Perchè in Italia il classico locale di gelateria con posti a sedere ha lasciato il posto alle rivendite d’asporto?
«Sul territorio italiano i sono circa 38mila gelaterie, con un’apertura selvaggia di take-away che hanno fatto scomparire un po’ alla volta i locali tradizionali.
Sarebbe auspicabile un ritorno al consumo del gelato nei locali con posti a sedere.
E’ ovvio che questo tipo di attività implica degli investimenti maggiori di un chiosco d’asporto, ma se posizionata in una zona strategica e diversificando i prodotti di qualità proposti, potrebbe tornare in auge e dare delle ottime soddisfazioni economiche.»

Che rapporto c’è tra i semilavorati e il gelato artigianale?
«La collaborazione va sempre bene tra gelatiere e semilavorati di qualità.
E’ ovvio che l’artigiano più è professionale, cioè preparato e aggiornato con corsi di specializzazione, e maggiore sarà la sua conoscenza sulla manipolazione delle materie prime.»

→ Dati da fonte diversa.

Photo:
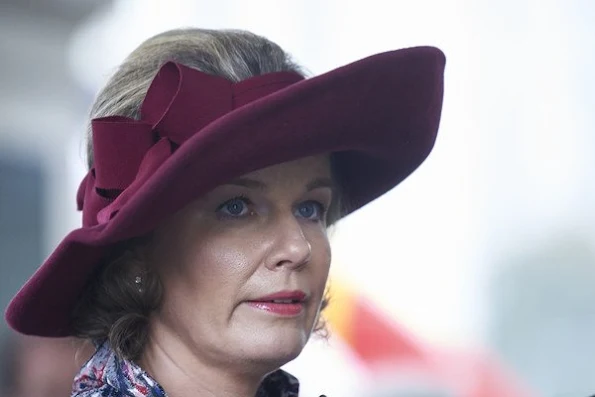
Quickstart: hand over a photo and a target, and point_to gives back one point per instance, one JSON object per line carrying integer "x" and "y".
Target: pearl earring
{"x": 139, "y": 281}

Gelato artigianale è sinonimo di italianità?
«Direi proprio di sì, se parliamo di attrezzature e di materie prime per la produzione, le eccellenze si trovano nel nostro Paese.
Il gelato artigianale, e tutto il mondo ce lo riconosce, è made in Italy.»

Molti figli di gelatieri non seguono le orme dei padri…
«E’ una professione che richiede sacrificio; quando gli altri si divertono noi dobbiamo lavorare. Colpa della crisi, che attualmente non dà le gratificazioni che riservava anni addietro. Per cui molti giovani, forse troppo coccolati, non proseguono la professione dei genitori. Comunque, da un punto di vista d’insegnante in un centro professionale, sto notando che parecchi giovani si stanno avvicinando a questo settore con grande entusiasmo, e questo è un bene.»

Quali consigli per un giovane?
«La formazione è alla base di tutto. Non può intendersi chiusa in una settimana, ma in un percorso che deve durare almeno un anno. Fondamentale è la preparazione per affrontare il laboratorio di produzione, ma da sola non basta.
Per diventare un’imprenditore di successo, bisogna essere in grado di sviluppare un business plan, saper gestire un’attività e comunicare con il cliente.»

Rifarebbe questa scelta di vita?
«Sicuramente sì, mi diverte fare il gelato, mi è sempre piaciuto stare in laboratorio e trasformare le materie prime è la mia passione. E’ un settore in continua evoluzione… c’è sempre da imparare qualcosa di nuovo.»